No matter how I try to avoid it, I eventually end up grocery shopping at Wally World, more an experience than a place, on a Friday night.
When I pass through the automatic doors, I feel grotesquely transformed into a mama wearing undersized spandex shorts and an oversized T-shirt, who before entering stomped out a cigarette with a bedroom-slippered foot, screeching, "You kids better git yer butts over here! I said shut-up!" I always feel uneasy, like something important is missing; maybe my lipstick, or a baby dressed only in a disposable diaper.
It ain't pretty.
When that inevitable Friday night arrived, I cursed my fortunes and railed against the necessities of life. As I entered the packed parking lot, however, I resolved to make the most of things and keep my conduit open for story lines.

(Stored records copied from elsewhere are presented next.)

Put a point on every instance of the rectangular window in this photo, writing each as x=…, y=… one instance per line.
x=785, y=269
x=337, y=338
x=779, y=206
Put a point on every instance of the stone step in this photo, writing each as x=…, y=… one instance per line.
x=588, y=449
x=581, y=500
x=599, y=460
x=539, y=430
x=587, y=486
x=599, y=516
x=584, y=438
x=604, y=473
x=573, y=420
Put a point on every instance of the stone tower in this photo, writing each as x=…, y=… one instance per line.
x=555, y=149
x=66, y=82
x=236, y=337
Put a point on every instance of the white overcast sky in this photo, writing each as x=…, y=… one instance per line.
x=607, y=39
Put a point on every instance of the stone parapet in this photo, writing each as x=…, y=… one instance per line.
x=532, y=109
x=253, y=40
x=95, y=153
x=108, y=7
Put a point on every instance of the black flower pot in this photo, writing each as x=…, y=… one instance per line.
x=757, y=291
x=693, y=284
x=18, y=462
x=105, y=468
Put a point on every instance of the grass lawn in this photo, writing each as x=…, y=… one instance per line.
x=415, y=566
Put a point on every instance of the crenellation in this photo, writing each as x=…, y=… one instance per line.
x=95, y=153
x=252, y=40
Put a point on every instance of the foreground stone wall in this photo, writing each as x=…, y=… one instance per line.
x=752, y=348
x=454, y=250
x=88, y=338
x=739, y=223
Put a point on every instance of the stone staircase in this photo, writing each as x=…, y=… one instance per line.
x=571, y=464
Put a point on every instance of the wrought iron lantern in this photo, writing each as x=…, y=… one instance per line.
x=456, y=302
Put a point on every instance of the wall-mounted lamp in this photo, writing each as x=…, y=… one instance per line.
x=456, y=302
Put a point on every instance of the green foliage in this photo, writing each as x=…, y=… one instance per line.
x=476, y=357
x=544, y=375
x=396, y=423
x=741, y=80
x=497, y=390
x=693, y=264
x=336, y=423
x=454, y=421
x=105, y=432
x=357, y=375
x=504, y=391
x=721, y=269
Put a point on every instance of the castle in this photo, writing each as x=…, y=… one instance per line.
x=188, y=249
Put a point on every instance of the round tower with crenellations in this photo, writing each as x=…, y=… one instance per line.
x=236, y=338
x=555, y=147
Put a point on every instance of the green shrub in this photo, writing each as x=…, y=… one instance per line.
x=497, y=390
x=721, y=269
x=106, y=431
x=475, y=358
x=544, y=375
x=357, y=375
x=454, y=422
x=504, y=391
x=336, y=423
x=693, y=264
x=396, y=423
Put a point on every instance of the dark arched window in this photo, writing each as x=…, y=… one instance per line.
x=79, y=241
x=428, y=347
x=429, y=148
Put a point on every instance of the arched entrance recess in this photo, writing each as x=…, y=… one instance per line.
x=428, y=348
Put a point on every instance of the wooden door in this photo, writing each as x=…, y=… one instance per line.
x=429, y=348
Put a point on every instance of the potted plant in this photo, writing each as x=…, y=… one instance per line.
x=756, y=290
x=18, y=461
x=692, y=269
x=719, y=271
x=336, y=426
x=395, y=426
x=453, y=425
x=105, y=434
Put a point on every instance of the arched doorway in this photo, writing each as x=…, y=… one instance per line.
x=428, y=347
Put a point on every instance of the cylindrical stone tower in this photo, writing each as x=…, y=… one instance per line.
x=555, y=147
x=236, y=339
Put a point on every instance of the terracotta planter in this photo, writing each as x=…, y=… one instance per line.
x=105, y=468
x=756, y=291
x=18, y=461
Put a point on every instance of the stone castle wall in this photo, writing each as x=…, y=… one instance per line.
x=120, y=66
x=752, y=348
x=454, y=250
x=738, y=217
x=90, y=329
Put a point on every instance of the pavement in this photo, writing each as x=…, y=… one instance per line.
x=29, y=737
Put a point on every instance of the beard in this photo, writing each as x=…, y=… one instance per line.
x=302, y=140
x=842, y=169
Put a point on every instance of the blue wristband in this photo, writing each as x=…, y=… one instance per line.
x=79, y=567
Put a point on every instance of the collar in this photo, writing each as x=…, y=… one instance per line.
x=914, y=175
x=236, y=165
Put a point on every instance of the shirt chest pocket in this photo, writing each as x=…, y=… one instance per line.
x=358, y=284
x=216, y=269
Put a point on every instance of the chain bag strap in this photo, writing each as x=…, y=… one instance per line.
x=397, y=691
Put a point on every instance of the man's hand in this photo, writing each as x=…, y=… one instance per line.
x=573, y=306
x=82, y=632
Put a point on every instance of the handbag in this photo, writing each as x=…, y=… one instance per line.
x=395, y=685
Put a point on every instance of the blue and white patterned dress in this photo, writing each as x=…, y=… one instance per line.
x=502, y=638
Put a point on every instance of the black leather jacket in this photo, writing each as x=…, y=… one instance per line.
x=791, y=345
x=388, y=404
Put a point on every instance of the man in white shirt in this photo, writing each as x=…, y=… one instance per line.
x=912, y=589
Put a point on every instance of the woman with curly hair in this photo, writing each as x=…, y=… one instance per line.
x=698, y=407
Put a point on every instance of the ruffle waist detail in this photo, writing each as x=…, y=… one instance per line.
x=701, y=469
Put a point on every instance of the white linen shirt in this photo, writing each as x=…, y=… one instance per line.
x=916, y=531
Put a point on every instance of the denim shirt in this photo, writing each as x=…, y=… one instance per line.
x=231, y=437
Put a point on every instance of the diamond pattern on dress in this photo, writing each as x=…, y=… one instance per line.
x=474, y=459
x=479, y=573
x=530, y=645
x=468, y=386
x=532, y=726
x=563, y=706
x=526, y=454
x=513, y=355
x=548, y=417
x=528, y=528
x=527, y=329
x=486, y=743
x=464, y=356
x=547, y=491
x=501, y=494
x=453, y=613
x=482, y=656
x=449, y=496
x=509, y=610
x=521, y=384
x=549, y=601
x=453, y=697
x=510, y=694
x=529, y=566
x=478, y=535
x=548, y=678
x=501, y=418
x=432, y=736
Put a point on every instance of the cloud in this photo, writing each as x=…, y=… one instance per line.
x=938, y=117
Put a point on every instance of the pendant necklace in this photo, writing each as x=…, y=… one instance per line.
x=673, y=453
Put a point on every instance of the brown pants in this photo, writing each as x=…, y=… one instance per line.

First thing, while grabbing dog food, I overheard a wizened woman speaking to a young lady with a newborn.
"Ooh, let me see that baby, chile" the older lady said. "That a pretty baby. How old she be?"
"Fo weeks," replied the new mother.
"What you callin' her," the grandmotherly woman inquired.
"Shauntantaniqua, but we say Tanika."
"You can spell that?"
"As long as you can spell it, girl, you alright," said the matron.
I went to the dairy section, thinking, I bet I couldn't spell it the same way twice.
Many aisles later, believing the story well dry, I picked through produce. Two aged men sharing a grocery list approached. They weaved to and from each other gathering items. One ended up by me.
His friend drew near and exclaimed, "What are you doing?"
"The list said red apples. I'm getting apples," the man next to me gruffed.
"Those ain't apples, you old fool. You've got tomatoes in that bag."
Tickled by this exchange, I let a giggle slip, which turned the mistaken man's ire on me. "That's not funny," he growled. "I cain't see worth a dern. You laughing at the handicapped."
I blushed from the knees up and immediately steered my buggy toward the check-out lane; a bottle neck of children crying, noses running, ice cream melting, and parents giving "butt whoopins." I coached myself that if I could squeeze through that narrow passage of torment with my sensibilities and bread still intact, I could take on anything.
But broken by Wally World, I dragged my tattered sensibilities to my car and started putting flattened bread into the rear. A deep male voice from behind asked, "Ma'am, can I help you?"
Of course, being a female alone in a parking lot on a Friday night, I felt threatened. "No. I've got it," I tersely assured the young man dressed in a white oxford, black tie, and dark pants.
"Let me explain how you can spend eternity in paradise with your family," he persisted.
"What? You know how I can dodge coming here on a Friday night?" I retorted with sarcasm. Noting my resistance to his ill-conceived method of message spreading, he tucked tail.
Then, as I rounded the side of my minivan, a wiry, weathered man smoking a cigar sat on the bumper of the auto next to mine. "Yes, ma'am," he addressed me in a bluesy voice. "I jest prays for 'em all. That's right. I jest prays fer 'em all. Amen."
"That's nice," I hastily affirmed.
"C'mone back here," he invited. "I needs to talks to you."
At that juncture I decided I would not conduct anymore column research at Wally World. I best stick to bike shorts, bedroom shoes, and blending in.